51. The structure of claim 44, wherein detection of the binding event between the target and the surface-modified bioresponsive polymer matrix induces a detectable conformational change in the polymer matrix.

52. A method of detecting a target, comprising:

polymerizing monomers to form a polymer matrix having a boundary surface;

functionalizing the boundary surface of the polymer matrix using a functionalizing agent to produce chemically active groups;

attaching one or more biomolecules to the functionalized matrix to form a surface-modified bioresponsive polymer matrix; and

detecting the target by a noncovalent binding event between the target and the surface-modified bioresponsive polymer matrix.

53. The method of claim 52, further comprising placing the polymer matrix onto a substrate to form a microlens

54. The method of claim 53, further comprising exposing the polymer matrix to a liquid to form a hydrogel.

55. The method of claim 52, wherein the one or more biomolecules comprise a protein, polypeptide, or nucleic acid molecule.

56. The method of claim 52, wherein the one or more biomolecules comprise a non-covalently associated biointeractive complex, wherein the biointeractive complex comprise protein:protein, protein:ligand, oligonucleotide:oligonucleotide, oligonucleotide:protein, oligonucleotide:ligand, antibody:antigen, enzyme: substrate, or protein:drug complex.

57. The method of claim 52, further comprising detecting the target by disrupting the biointeractive complex and inducing a detectable conformational change in the polymer matrix.

58. An assay system for detecting and measuring the concentration an analyte, comprising:

a functionalized polymer matrix having a boundary surface, wherein the boundary surface has chemically reactive groups;

at least one biomolecule attached to the chemically reactive groups to form a surface-modified bioresponsive polymer matrix;

a container for holding the surface-modified bioresponsive polymer matrix; and

a detection means for detecting a change in the bioresponsive polymer matrix in response to the analyte.

59. The assay system of claim 58, wherein the functionalized polymer matrix comprises a dried powder, a swollen gel, or a hydrogel.

60. The assay system of claim 58, wherein the at least one biomolecule comprises at least one non-covalently-interacting biointeractive complex, wherein the biointeractive complex comprises protein:protein, protein:ligand, oligonucleotide:oligonucleotide, oligonucleotide: protein, oligonucleotide:ligand, antibody:antigen, enzyme:substrate, or protein:drug complex.
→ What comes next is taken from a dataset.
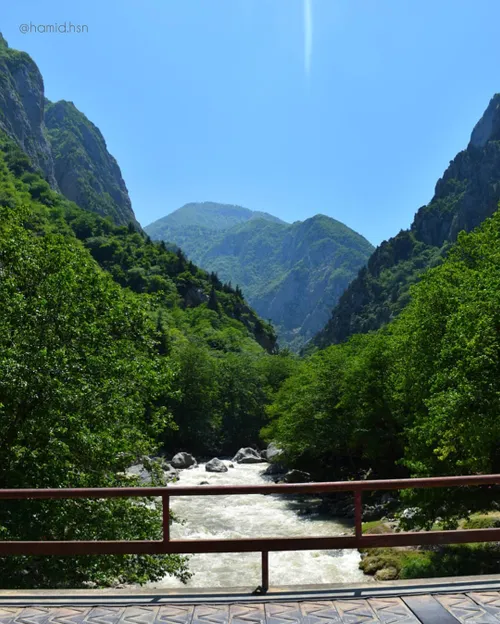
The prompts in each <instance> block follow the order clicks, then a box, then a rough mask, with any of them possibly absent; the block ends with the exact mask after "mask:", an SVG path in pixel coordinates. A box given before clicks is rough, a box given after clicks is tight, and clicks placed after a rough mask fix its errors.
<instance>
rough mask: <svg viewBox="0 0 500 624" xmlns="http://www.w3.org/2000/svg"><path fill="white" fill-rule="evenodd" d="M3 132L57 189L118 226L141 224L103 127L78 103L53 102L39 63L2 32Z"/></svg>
mask: <svg viewBox="0 0 500 624" xmlns="http://www.w3.org/2000/svg"><path fill="white" fill-rule="evenodd" d="M0 130H3V131H4V132H5V133H6V134H7V135H8V136H9V137H10V138H11V139H13V140H14V141H15V142H16V143H17V144H18V145H19V147H20V148H21V149H22V150H23V152H24V153H25V154H26V155H27V156H28V157H29V158H30V160H31V163H32V164H33V166H34V167H35V168H37V169H39V170H40V171H41V172H42V173H43V175H44V177H45V179H46V180H47V181H48V183H49V184H50V186H51V187H52V188H53V189H54V190H56V191H61V192H62V193H63V195H65V196H66V197H67V198H68V199H71V200H72V201H74V202H76V203H77V204H78V205H79V206H80V207H82V208H84V209H86V210H91V211H92V212H96V213H98V214H100V215H101V216H106V217H111V218H112V220H113V222H114V223H116V224H118V225H126V224H128V223H129V222H132V223H134V225H135V226H136V227H137V228H139V227H140V226H139V224H138V223H137V221H136V219H135V216H134V213H133V210H132V206H131V203H130V198H129V196H128V192H127V187H126V186H125V182H124V181H123V178H122V175H121V172H120V168H119V166H118V164H117V162H116V160H115V159H114V158H113V156H111V154H110V153H109V152H108V150H107V148H106V143H105V141H104V138H103V136H102V134H101V132H100V131H99V129H98V128H96V126H94V124H93V123H92V122H90V121H89V120H88V119H87V118H86V117H85V115H84V114H83V113H81V112H80V111H79V110H78V109H77V108H76V107H75V105H74V104H73V103H72V102H65V101H61V102H56V103H55V104H51V103H50V102H49V101H48V100H47V99H46V98H45V96H44V84H43V78H42V75H41V73H40V71H39V69H38V67H37V66H36V64H35V62H34V61H33V60H32V59H31V58H30V56H29V55H28V54H26V53H25V52H19V51H18V50H12V49H11V48H9V46H8V44H7V42H6V41H5V39H4V38H3V37H2V35H1V34H0Z"/></svg>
61. The assay system of claim 58, wherein the container comprises a pipette tip, a micropipette tip, a plate well, or a centrifuge tube.

62. The assay system of claim 58, wherein the analyte comprises a sugar, a protein, a nucleic acid, a hormone, a vitamin, a co-factor, a drug, an antibody, an enzyme, or an ion.

63. The assay system of claim 58, wherein the detection means detects analyte disruption of the biointeractive complexes via controlled disassembly of colloidal gels, visualization of microgel-based microlenses, or particle counting following substrate deposition.